L'extraction de terres rares présente cependant plusieurs inconvénients : toxicité des déchets, pollution des sols et des eaux (nappes phréatiques)[10]. De plus, selon le journaliste et spécialiste des terres rares Guillaume Pitron, auteur du livre La Guerre des métaux rares (2018), pour un seul kilo de gallium, aussi utilisé dans les ampoules à basse consommation d’énergie, il faut ainsi excaver 50 tonnes de roche[11]. La Toyota Prius contient 1 kg de néodyme dans son moteur, en plus des 10 kg de lanthane dans sa batterie[12]. Concernant les éoliennes offshore, elles utilisent des moteurs à entraînement direct et nécessitent un alternateur à aimant permanent ; chacune d'elle contient environ 600 kg de terres rares (dysprosium et néodyme) par mégawatt de puissance[13].

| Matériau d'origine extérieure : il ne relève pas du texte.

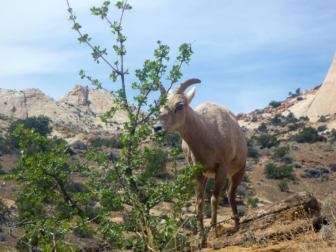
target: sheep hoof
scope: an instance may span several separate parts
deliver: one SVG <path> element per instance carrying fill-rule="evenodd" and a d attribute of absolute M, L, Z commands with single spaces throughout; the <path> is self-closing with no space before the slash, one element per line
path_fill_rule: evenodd
<path fill-rule="evenodd" d="M 208 236 L 208 241 L 210 242 L 218 238 L 216 230 L 211 230 Z"/>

De surcroît, il existe deux autres problèmes, concernant cette fois la production et l'exportation/importation de ces ressources : (1) la criticité géologique des terres rares (par exemple leurs suffisances pour couvrir les besoins futurs), (2) la sécurité d’approvisionnement des pays consommateurs, que sont les États-Unis, l’Europe et le Japon en tête, au regard des questions géoéconomiques et des impacts environnementaux[14].
En effet, les États-Unis et l'Union européenne travaillent à diversifier leurs sources d'approvisionnement en terres rares afin de réduire leurs dépendances vis-à-vis de la Chine[15]. Pour atteindre cet objectif, les USA ont relancé en mars 2021 la mine de Mountain Pass, abandonnée depuis les années 2000, tandis que l'UE souhaite créer une alliance pour sécuriser l'approvisionnement[16]. Par le projet Enviree financé par la Commission européenne[17], l’Europe a aussi exploré une autre piste pour accroître son indépendance : la valorisation des déchets issus des mines européennes pour produire des terres rares sur son territoire.

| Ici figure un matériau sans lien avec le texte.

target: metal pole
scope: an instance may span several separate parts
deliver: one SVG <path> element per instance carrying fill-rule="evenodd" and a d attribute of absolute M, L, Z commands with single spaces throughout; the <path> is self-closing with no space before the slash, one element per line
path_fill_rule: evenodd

Toujours en Europe, du côté national, tout en misant sur le recyclage, deux gros projets miniers européens sont en cours d'étude (Norra Karr en Suède et Kvanefjeld au Groenland)[18]. Même en Grande-Bretagne, récemment sortie de l'UE, on construit une première grande usine de transformation de terres rares, précisément à Hull (nord de l’Angleterre)[19].
Évidemment, les terres rares ainsi que les énergies vertes représentent un atout pour le monde numérique, mais elles sont progressivement devenues une nouvelle arme diplomatique ; comme précédemment le pétrole entre Occident, pays arabes et Russie.

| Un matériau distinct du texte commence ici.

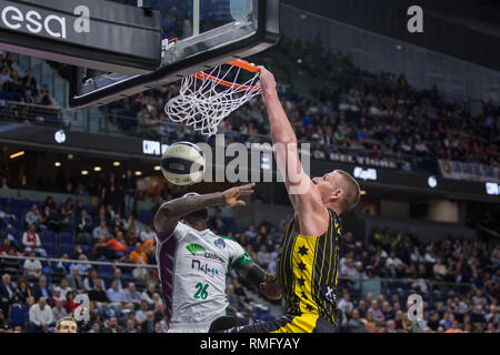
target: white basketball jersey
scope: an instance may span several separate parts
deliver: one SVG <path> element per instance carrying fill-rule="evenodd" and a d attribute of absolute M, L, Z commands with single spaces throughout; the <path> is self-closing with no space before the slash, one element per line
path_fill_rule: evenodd
<path fill-rule="evenodd" d="M 252 263 L 236 241 L 179 222 L 171 235 L 157 235 L 157 262 L 170 332 L 208 332 L 226 315 L 230 267 Z"/>

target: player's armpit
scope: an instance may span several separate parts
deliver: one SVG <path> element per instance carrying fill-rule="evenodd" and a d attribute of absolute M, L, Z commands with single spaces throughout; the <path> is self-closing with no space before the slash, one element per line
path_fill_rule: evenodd
<path fill-rule="evenodd" d="M 260 291 L 270 300 L 280 300 L 283 296 L 281 284 L 276 275 L 266 274 L 260 284 Z"/>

Cette fois, il s'agit d'une nouvelle rivalité entre la Chine et l'Occident, qui exerce en l'occurrence un impact technologique sur leurs industries respectives (les cas de Huawei, de Google et de Tesla)[20]. La Chine avait déjà utilisé les terres rares comme moyen de pression sur le Japon en 2010, lors des tensions en mer de Chine orientale au large des îles Senkaku/Diaoyu, par une suspension des exportations de ces métaux de la Chine vers le Japon, qui a alors vu son industrie numérique temporairement privée de ressources[21].
En 2013, un rapport du Congrès américain figurait ce constat : «Le quasi-monopole de la Chine [dans la production de terres rares, NDLR] risque de devenir une menace pour la sécurité nationale»[22]. Qui dit « énergie verte » dit donc bien « intérêt géopolitique ».